Scottish FA Defends Referee Don Robertson After Hearts Match Controversy
The fallout from the storm‑hit Hearts match has taken another sharp turn, with the Scottish FA doubling down on referee Don Robertson’s handling of the chaotic finale – and former Hearts chairman George Foulkes promising there is “more yet to be revealed”.
Foulkes had already written to Scottish FA chief executive Ian Maxwell asking for a full review before the governing body released the match audio and video, material they say settles the matter. The clips, published along with a detailed statement, were intended to close down claims that the game had been abandoned rather than completed.
If anything, they have only hardened positions.
SFA stands firm behind Robertson
In their statement, the Scottish FA were unequivocal. The footage, they said, shows Robertson did exactly what the Laws of the Game demand in extreme circumstances.
“It was made clear at that meeting that the match official, Don Robertson, took the correct action in ending the game,” the governing body insisted.
Speculation had centred on whether a final whistle had been blown and whether that mattered. The SFA moved quickly to knock that line of argument aside. The laws require the referee to signal full-time, they pointed out, but they do not dictate how that signal must be given.
So the focus moved to what Robertson actually did. According to the SFA, the referee clearly communicated that the match was over – and crucially, that it was ended, not abandoned. That distinction shapes everything that follows: result, records, potential replays, and any notion of precedent.
They backed up their stance with the hard numbers on the clock. When Robertson confirms the game is finished, the video shows 53:07 on the second‑half timer – 98:07 in total – beyond the minimum eight minutes of added time that had been indicated. On that basis, the SFA argue, the essential requirement of playing the stipulated time had been met.

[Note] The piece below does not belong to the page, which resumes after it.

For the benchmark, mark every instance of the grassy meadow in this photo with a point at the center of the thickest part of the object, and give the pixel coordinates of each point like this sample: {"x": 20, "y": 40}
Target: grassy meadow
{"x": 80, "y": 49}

Hearts’ concerns and player safety
The audio also shines a light on what was happening on the touchline. The SFA revealed that Robertson’s call came after a conversation with the Hearts technical area.
“It was also apparent from the audio that this decision was taken following dialogue with the Hearts Head Coach, who had intimated concerns over player safety,” the statement noted.
That detail matters. It places player welfare at the centre of the referee’s decision and shows that the Hearts bench were not passive observers but part of the discussion as conditions deteriorated.
For Hampden officials, that context reinforces their defence of the referee. This was not a panicked abandonment. It was, in their words, a controlled conclusion to a game that had already reached the required duration.
Law 5 and a line in the sand
To close off the debate, the SFA reached for the bedrock of officiating: Law 5 of the IFAB Laws of the Game. The wording is blunt – the referee’s decisions on facts connected with play are final.
“For the avoidance of doubt,” the statement stressed, “Law 5 of the IFAB Laws of the Game state that ‘the decisions of the referee regarding facts connected with play are final’. We fully support the decisive action taken by Don Robertson and his team to end the game.”
That is the hill the Scottish FA have chosen to stand on. Final means final.
Yet even as Hampden draws a line under the incident, Foulkes has made it clear he is not ready to let it rest. His message on X – “There’s more yet to be revealed regarding the SFA” – hangs in the air, a challenge as much as a warning.
The officials have their footage, their audio and the laws on their side. Their critics now have a different question to answer: what, if anything, can shift a verdict the game’s rulebook calls “final”?